Monday, Dec. 12, 1960
Even the Unsavory
The Apalachin raid was one of the most celebrated in U.S. police history: that spectacular occasion in November 1957 when New York State cops and federal agents picked up 63 high-muck-a-mucks of U.S. crimedom, all from one barbecue pit. That day, big-time hoods from as far away as Arizona and California arrived to roast steaks and toast marshmallows at the secluded estate of a beer distributor and longtime racketeer named Joseph Barbara.
The gathering did indeed seem downright suspicious. And if only the captured guests had been willing to tell the real purpose of their conclave, the policemen's lot would have been a happy one. As it was, many said that they had merely gone to visit the ailing Barbara, who has since died of heart trouble. Two said their car had broken down near by. Another swore that he had come to sell Barbara some fish. Barbara himself said that all the guests had been more or less unexpected --and he just happened to have about 200 pounds of steak on hand.
Convinced that the boys were hiding something, the Justice Department haled the lot of them before grand juries, and at length a U.S. District Court in Manhattan found 20 of them guilty of conspiring to obstruct justice by lying to the grand juries about their reasons for coming to Apalachin.
It was certainly an understandable temptation to throw the whole Apalachin crew into jail on general principles, but to many observers the convictions seemed a dangerous precedent. What the case added up to was legal incredulity at the notion that so many bums had gotten together for any innocent purpose.

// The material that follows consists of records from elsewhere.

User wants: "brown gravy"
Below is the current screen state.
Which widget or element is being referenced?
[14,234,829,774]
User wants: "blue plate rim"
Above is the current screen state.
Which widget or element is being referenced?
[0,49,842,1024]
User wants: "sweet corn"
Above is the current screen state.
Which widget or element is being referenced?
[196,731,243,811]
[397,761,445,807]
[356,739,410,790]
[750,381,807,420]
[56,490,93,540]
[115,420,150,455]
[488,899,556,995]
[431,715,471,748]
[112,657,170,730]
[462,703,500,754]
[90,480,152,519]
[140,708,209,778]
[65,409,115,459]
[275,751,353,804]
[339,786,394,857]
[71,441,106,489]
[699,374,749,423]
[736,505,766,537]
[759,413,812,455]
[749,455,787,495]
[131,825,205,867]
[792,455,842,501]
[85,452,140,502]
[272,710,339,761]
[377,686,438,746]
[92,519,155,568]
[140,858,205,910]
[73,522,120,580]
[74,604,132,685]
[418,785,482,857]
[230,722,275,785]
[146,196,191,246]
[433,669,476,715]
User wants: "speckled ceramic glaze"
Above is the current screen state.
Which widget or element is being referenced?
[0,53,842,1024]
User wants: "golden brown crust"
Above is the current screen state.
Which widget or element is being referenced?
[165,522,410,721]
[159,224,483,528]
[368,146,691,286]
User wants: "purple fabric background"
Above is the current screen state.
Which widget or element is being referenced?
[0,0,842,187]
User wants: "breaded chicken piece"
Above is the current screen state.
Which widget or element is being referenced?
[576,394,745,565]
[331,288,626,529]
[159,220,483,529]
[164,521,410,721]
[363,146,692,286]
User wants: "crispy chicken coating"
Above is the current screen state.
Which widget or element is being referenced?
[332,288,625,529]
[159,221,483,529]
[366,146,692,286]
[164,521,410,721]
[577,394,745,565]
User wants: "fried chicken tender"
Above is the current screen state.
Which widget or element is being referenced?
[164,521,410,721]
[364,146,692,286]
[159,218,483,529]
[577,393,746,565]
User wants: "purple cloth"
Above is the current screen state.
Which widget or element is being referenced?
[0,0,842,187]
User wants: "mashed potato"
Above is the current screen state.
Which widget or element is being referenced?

Last week a U.S. Court of Appeals kicked the Government's case clean back to the barbecue pit: the court, reversing the convictions of the 20 hoods, ordered the charges dismissed. The main point of the unanimous decision by the three judges: Since the Government had not tried to prove that the meeting, in and of itself, violated any state or federal law, how could it prove that the defendants had conspired to lie about their presence there? The Government's "bootstrap" handling of the case, wrote Chief Judge J. Edward Lumbard, was wholly unwarranted. "Bad as many of these alleged conspirators may be, their conviction for a crime which the Government could not prove . . . and on evidence which a jury could not properly assess, cannot be permitted to stand."
Judge Charles E. Clark, in a concurring opinion, had even harsher words for the prosecution. The case, he wrote, suggests that "the administration of the criminal law is in such dire straits that crash meth ods have become a necessity ...
"A prosecution framed on such a doubtful basis should never have been initiated or allowed to proceed so far. For in America we still respect the dignity of the individual, and even an unsavory character is not to be imprisoned except on definite proof of specific crime."